One of the biggest challenges I am required to face as a special needs parent is my son Tommy's annual IEP meeting. I understand that this meeting is of crucial importance because the IEP document is the cornerstone of my son's education. Academic and social goals for his next school year need to be set. Measurable benchmarks for his progress need to be established. Important procedures like home/school communication and the number of days a week he will get speech therapy need to be discussed. It feels like the success or failure he will experience in the upcoming school year will be determined by the outcome of this crucial meeting. Here are some thoughts about what I have learned as the veteran of twelve annual IEP meetings
As a parent, I know that I am the true expert of my child's needs and abilities, so my input and suggestions matter. At the meeting it is my job to advocate for my child's interests and I speak on his behalf with a balanced amount of force and reason. While Tommy's teachers have always had genuine affection for him, they are employees of a school system. The cold reality is that the school system is a government-run institution that does not care about my son. The school system cares about educating Tommy, and the children of the city's taxpayers, to an acceptable level that meets legal standards in the most economical way possible. For students like Tommy, those standards are set in the IEP, hence the importance of the annual meeting.

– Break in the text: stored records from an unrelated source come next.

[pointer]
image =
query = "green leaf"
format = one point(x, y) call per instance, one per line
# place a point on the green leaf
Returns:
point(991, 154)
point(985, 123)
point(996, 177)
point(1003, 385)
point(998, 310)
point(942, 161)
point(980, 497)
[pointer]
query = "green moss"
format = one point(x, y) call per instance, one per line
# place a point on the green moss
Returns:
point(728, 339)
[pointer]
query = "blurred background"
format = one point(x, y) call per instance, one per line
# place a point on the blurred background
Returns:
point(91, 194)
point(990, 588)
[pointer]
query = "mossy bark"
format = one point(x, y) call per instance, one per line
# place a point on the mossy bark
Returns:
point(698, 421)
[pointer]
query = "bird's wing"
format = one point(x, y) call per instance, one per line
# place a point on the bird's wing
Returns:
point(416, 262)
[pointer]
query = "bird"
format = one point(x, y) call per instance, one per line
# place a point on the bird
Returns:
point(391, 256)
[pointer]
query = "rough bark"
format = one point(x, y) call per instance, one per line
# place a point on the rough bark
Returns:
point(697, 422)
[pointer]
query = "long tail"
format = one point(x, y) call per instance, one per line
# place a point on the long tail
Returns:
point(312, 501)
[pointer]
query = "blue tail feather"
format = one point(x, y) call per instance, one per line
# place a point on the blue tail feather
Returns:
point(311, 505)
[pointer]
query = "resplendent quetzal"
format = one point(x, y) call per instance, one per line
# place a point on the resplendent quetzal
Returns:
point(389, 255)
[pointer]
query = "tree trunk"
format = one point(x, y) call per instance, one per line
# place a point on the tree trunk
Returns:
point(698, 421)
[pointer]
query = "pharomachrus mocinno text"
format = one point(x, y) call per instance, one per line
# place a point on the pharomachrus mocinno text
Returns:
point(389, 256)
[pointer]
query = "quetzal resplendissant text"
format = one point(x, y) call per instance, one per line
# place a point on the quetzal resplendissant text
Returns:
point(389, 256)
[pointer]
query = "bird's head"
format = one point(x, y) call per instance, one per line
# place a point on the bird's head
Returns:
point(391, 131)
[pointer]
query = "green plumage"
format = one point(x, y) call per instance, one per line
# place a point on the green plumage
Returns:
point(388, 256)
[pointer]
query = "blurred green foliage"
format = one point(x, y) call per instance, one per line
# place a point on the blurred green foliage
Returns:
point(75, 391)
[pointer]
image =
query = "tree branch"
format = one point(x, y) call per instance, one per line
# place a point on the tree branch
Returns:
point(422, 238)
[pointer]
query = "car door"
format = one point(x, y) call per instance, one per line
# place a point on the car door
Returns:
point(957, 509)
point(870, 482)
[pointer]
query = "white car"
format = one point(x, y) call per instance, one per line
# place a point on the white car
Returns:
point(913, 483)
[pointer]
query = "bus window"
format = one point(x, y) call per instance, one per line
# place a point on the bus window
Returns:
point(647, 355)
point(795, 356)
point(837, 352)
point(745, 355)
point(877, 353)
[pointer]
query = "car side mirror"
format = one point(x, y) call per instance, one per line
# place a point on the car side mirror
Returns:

As the pressure builds and worries mount before the meeting date arrives, it can be easy to develop negative thoughts about what will or will not happen. It is tempting to approach the IEP meeting as a battleground. You are there advocating for the best education for you son, that is clear, but what exactly are the people across the table trying to accomplish? Are they there to deny services your child the services he needs to save money for the school system? Did they meet ahead of time to form a conspiracy against you? Is this meeting, like most everything else in your career as a special needs parent, going to be a struggle?
This "me versus them" mentality is destructive and self-defeating. A sense of cooperation is essential to making decisions that are reasonable and appropriate for your child. While at times I have needed to be firm with what I want for Tommy, I always present my demands in the spirit of a team approach. I do not expect the school system to do the entire job of educating my son, I will do my part too. I do not need the IEP document to be so detailed that it becomes impossible to implement. I realize that while I may feel that I have been dealt an unfair blow by life because I have a special needs child, I know that it is not the job of the school system to make this inequity up to me. I need to sort out all of this negative thinking and focus on the fact that the team of professionals working with my son wants the same outcome as I do- an IEP that provides for an appropriate education for my son.
Another difficult aspect of the annual IEP meeting is that it forces me to confront the reality of my son's disability. Because I am not by Tommy's side on a daily basis in school, I need to be open to hearing the summaries of his abilities given by the educators, therapists, and social workers who see my son in a different light than I do. Although I usually agree with their opinions and observations, it is painful to hear anyone say anything less than flattering about my child. For me, the IEP meeting highlights the gap between my child and his age equivalent peers. The realization of how far he needs to go to catch up is overwhelming. Signing the IEP document can be scary- how do you know for sure that you are making the right decisions? How do you know you did enough to advocate for his needs? I am still hoping to discover the crystal ball that will show me the one, truly correct path to follow then I make decisions for my son. Not knowing if you have made the right decisions causes enormous pressure and self-doubt.
Just as the yearly IEP meeting has caused me some emotional burdens over the years, it has also helped me become appreciative and positive. At the meeting I am reminded that although my son is behind his peers, he is making measurable progress toward his goals. Progress in any child's development, no matter how big or small, should be noted and celebrated. The meeting helps me realize how far Tommy has come when I read goals on his IEP that he has already met or descriptions of his weaknesses last year that are now his strengths. When I review my son's educational goals I am reminded of how hard he has to work to achieve the gains he makes. My heart warms with pride and admiration for him.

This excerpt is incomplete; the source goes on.